The purchase marks a resumption of Strategy's relentless buying cadence after a rare week-long pause between 23 and 29 March that snapped a 13-week consecutive acquisition streak. Funding for the latest tranche came through at-the-market sales of common equity and proceeds from the firm's perpetual preferred stock programme, mechanisms that have become the primary engines of its capital-raising apparatus.
The Road to One Million Bitcoin
Strategy's executive chairman Michael Saylor has publicly committed to a target of accumulating one million Bitcoin by the end of 2026 — a goal that, if achieved, would see the firm control roughly 4.8 per cent of Bitcoin's total supply. With 766,970 BTC already in the treasury, the company needs to acquire an additional 233,030 coins over the remaining eight-and-a-half months of the year.
At current prices near $69,000, that gap represents approximately $16.1 billion in additional capital deployment. Analysts at CoinDesk have calculated that the required weekly purchase pace would need to average roughly 6,158 BTC — significantly above the recent trailing average of approximately 5,900 BTC per week during Q1 2026. In the first quarter alone, Strategy added 94,473 BTC worth roughly $7.65 billion, suggesting the run rate is within striking distance of the annual target but leaves limited margin for error.
Capital Structure and Funding Runway
To sustain its accumulation programme, Strategy outlined plans in late March for up to $42 billion in additional capital raises, expanding its equity issuance capacity to as much as $44 billion in total. The company has deployed a multi-layered funding strategy that includes at-the-market common stock sales under its MSTR ticker, perpetual preferred stock offerings under the STRC ticker, and convertible note issuances.
The preferred stock programme has proven particularly effective, offering investors a fixed yield while giving Strategy access to non-dilutive capital that does not carry the same conversion overhang as convertible debt. Saylor has described the capital structure as an 'infinite money machine' — a characterisation that has drawn both admiration and scepticism from market participants who question whether the model can withstand a sustained Bitcoin downturn.
Market Context and Valuation Debate
Strategy's aggressive posture comes at a moment of significant Bitcoin price weakness. The cryptocurrency has declined roughly 46 per cent from its all-time high and approximately 30 per cent from the January 2026 peak near $100,000, currently trading around $69,000. The company's average acquisition cost of $75,644 per Bitcoin means its aggregate position is currently underwater by approximately $5 billion on paper.

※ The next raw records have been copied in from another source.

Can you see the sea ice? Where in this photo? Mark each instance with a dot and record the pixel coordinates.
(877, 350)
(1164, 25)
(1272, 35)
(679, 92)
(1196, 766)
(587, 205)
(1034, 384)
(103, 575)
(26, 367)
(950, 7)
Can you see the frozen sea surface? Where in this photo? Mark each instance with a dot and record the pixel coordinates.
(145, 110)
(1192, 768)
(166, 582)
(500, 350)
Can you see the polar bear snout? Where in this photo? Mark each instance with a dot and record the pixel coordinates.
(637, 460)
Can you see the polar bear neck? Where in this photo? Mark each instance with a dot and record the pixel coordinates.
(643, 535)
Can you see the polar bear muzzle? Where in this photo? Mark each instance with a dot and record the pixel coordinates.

Despite this unrealised loss — reported as a $14.46 billion cumulative markdown under fair-value accounting rules adopted in 2025 — the company has continued purchasing without hesitation. Proponents argue that Strategy's long time horizon and access to capital make temporary drawdowns irrelevant, while critics contend that the leveraged Bitcoin bet exposes shareholders to catastrophic downside risk if the cryptocurrency enters a prolonged bear market.
Implications for the Broader Market
Strategy's purchases have become a closely watched barometer of institutional conviction in Bitcoin. The firm's weekly 8-K filings now function as a de facto sentiment indicator, with the rare March pause triggering a brief wave of concern across crypto-focused trading desks. Its return to buying in April has been interpreted as a signal that Saylor remains committed to the accumulation thesis regardless of short-term price action.
The path to one million Bitcoin will test the limits of capital markets' appetite for what is effectively a single-asset leveraged vehicle. With approximately 233,030 BTC still to acquire and roughly 37 weeks remaining in 2026, the next two quarters will prove decisive in determining whether Strategy's audacious target is achievable or whether market conditions and capital constraints force a recalibration of the timeline. Investors, analysts and Bitcoin maximalists alike will be watching the weekly filings with unusual intensity.